Of the 108 patients (male=65; female=43; mean age=70 years), 41 (37.9%) had indication for pancreaticoduodenectomy due to pancreatic carcinoma. Grade B or higher POPF was diagnosed in 32 patients (29.6%). In the multivariate analysis, body mass index ≥22 kg/m [odds ratio (OR)=5.24; p=0.005], CONUT score ≥4 (OR=3.28; p=0.042), non-pancreatic carcinoma (OR=47.17; p=0.001), and a low computed tomographic contrast attenuation value (late/early ratio) (OR=4.39; p=0.029) were independent risk factors for POPF.
Patients with high CONUT score are at high risk for POPF. Preoperative nutritional intervention such as immunonutrition might help reduce the POPF risk in these patients.
本研究旨在确定营养状况控制评分(CONUT)在预测术后胰瘘(POPF)中的作用。
纳入 2008 年 4 月至 2018 年 5 月在岩国临床中心外科进行的 108 例连续胰十二指肠切除术患者的数据。

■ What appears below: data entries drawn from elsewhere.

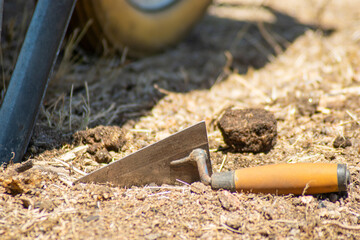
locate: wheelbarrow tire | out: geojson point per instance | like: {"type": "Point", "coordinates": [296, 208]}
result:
{"type": "Point", "coordinates": [119, 23]}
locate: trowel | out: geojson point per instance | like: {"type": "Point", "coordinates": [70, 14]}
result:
{"type": "Point", "coordinates": [185, 156]}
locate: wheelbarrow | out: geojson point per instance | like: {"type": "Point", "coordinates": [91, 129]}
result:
{"type": "Point", "coordinates": [142, 26]}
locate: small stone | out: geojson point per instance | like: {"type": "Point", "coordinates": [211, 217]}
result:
{"type": "Point", "coordinates": [26, 202]}
{"type": "Point", "coordinates": [103, 156]}
{"type": "Point", "coordinates": [46, 205]}
{"type": "Point", "coordinates": [342, 142]}
{"type": "Point", "coordinates": [306, 199]}
{"type": "Point", "coordinates": [234, 221]}
{"type": "Point", "coordinates": [142, 195]}
{"type": "Point", "coordinates": [334, 197]}
{"type": "Point", "coordinates": [198, 187]}
{"type": "Point", "coordinates": [321, 204]}
{"type": "Point", "coordinates": [249, 130]}
{"type": "Point", "coordinates": [92, 218]}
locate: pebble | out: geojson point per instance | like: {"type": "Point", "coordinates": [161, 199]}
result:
{"type": "Point", "coordinates": [249, 130]}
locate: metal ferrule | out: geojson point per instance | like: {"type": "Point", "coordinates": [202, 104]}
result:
{"type": "Point", "coordinates": [343, 177]}
{"type": "Point", "coordinates": [224, 180]}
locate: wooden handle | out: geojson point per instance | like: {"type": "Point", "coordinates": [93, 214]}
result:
{"type": "Point", "coordinates": [298, 178]}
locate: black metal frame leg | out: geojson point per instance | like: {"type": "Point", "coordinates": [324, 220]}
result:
{"type": "Point", "coordinates": [29, 80]}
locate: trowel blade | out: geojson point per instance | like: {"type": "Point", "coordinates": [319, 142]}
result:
{"type": "Point", "coordinates": [152, 163]}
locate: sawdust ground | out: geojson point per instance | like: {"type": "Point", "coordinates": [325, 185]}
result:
{"type": "Point", "coordinates": [299, 60]}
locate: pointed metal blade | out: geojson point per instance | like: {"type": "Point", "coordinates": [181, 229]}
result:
{"type": "Point", "coordinates": [152, 163]}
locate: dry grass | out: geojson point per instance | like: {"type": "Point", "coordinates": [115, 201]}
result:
{"type": "Point", "coordinates": [280, 57]}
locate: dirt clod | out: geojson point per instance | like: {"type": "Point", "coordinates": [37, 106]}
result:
{"type": "Point", "coordinates": [228, 201]}
{"type": "Point", "coordinates": [342, 142]}
{"type": "Point", "coordinates": [249, 130]}
{"type": "Point", "coordinates": [101, 140]}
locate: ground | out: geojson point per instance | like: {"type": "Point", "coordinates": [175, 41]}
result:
{"type": "Point", "coordinates": [299, 60]}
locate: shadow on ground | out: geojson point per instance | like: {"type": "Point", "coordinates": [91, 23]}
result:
{"type": "Point", "coordinates": [116, 93]}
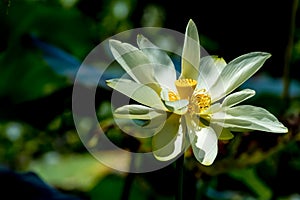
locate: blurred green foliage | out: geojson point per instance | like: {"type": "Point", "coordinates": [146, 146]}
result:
{"type": "Point", "coordinates": [37, 131]}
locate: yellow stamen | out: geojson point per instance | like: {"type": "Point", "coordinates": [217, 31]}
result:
{"type": "Point", "coordinates": [200, 101]}
{"type": "Point", "coordinates": [172, 96]}
{"type": "Point", "coordinates": [185, 87]}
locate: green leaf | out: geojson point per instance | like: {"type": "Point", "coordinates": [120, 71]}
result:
{"type": "Point", "coordinates": [164, 69]}
{"type": "Point", "coordinates": [168, 142]}
{"type": "Point", "coordinates": [247, 117]}
{"type": "Point", "coordinates": [133, 61]}
{"type": "Point", "coordinates": [190, 60]}
{"type": "Point", "coordinates": [237, 97]}
{"type": "Point", "coordinates": [236, 73]}
{"type": "Point", "coordinates": [138, 92]}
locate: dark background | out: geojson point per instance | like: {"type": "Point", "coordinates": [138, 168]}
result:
{"type": "Point", "coordinates": [42, 40]}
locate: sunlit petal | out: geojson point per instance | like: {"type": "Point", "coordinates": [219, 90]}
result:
{"type": "Point", "coordinates": [164, 69]}
{"type": "Point", "coordinates": [168, 143]}
{"type": "Point", "coordinates": [133, 61]}
{"type": "Point", "coordinates": [138, 120]}
{"type": "Point", "coordinates": [237, 97]}
{"type": "Point", "coordinates": [237, 72]}
{"type": "Point", "coordinates": [191, 53]}
{"type": "Point", "coordinates": [204, 143]}
{"type": "Point", "coordinates": [209, 71]}
{"type": "Point", "coordinates": [247, 117]}
{"type": "Point", "coordinates": [138, 92]}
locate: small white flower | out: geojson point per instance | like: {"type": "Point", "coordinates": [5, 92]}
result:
{"type": "Point", "coordinates": [201, 105]}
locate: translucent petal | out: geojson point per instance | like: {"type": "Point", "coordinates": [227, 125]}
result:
{"type": "Point", "coordinates": [237, 97]}
{"type": "Point", "coordinates": [164, 69]}
{"type": "Point", "coordinates": [168, 143]}
{"type": "Point", "coordinates": [204, 143]}
{"type": "Point", "coordinates": [190, 60]}
{"type": "Point", "coordinates": [138, 92]}
{"type": "Point", "coordinates": [133, 61]}
{"type": "Point", "coordinates": [237, 72]}
{"type": "Point", "coordinates": [139, 121]}
{"type": "Point", "coordinates": [247, 117]}
{"type": "Point", "coordinates": [210, 69]}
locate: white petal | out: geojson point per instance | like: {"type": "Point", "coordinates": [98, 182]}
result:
{"type": "Point", "coordinates": [138, 92]}
{"type": "Point", "coordinates": [204, 143]}
{"type": "Point", "coordinates": [133, 61]}
{"type": "Point", "coordinates": [139, 121]}
{"type": "Point", "coordinates": [168, 143]}
{"type": "Point", "coordinates": [164, 69]}
{"type": "Point", "coordinates": [237, 97]}
{"type": "Point", "coordinates": [247, 117]}
{"type": "Point", "coordinates": [236, 73]}
{"type": "Point", "coordinates": [191, 53]}
{"type": "Point", "coordinates": [210, 69]}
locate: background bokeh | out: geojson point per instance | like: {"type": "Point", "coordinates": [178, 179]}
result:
{"type": "Point", "coordinates": [43, 43]}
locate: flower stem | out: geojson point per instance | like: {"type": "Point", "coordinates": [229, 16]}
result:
{"type": "Point", "coordinates": [289, 49]}
{"type": "Point", "coordinates": [127, 185]}
{"type": "Point", "coordinates": [179, 173]}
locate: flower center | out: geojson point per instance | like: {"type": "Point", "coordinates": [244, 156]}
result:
{"type": "Point", "coordinates": [185, 87]}
{"type": "Point", "coordinates": [200, 101]}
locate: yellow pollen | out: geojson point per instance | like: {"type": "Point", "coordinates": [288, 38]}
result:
{"type": "Point", "coordinates": [185, 87]}
{"type": "Point", "coordinates": [172, 96]}
{"type": "Point", "coordinates": [200, 101]}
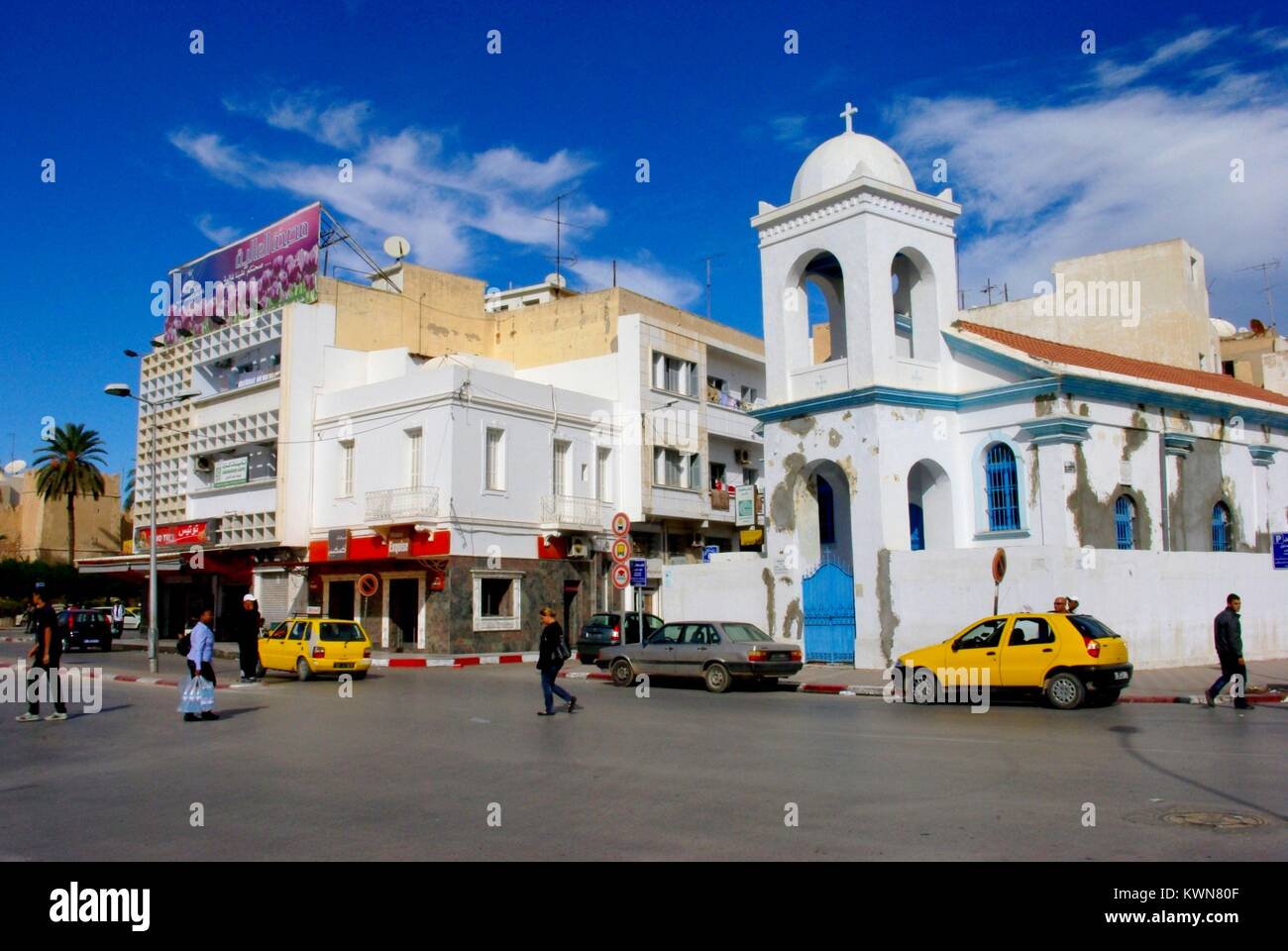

收集了术前患者数据和术后并发症数据。
108 例患者中(男 65 例,女 43 例,平均年龄 70 岁),41 例(37.9%)因胰腺癌行胰十二指肠切除术。32 例(29.6%)诊断为 B 级或更高级别的 POPF。多变量分析显示,体质指数≥22kg/m 2(比值比[OR]=5.24;p=0.005)、CONUT 评分≥4(OR=3.28;p=0.042)、非胰腺癌(OR=47.17;p=0.001)和低 CT 对比衰减值(迟/早比值)(OR=4.39;p=0.029)是 POPF 的独立危险因素。
CONUT 评分高的患者发生 POPF 的风险较高。术前营养干预如免疫营养可能有助于降低这些患者的 POPF 风险。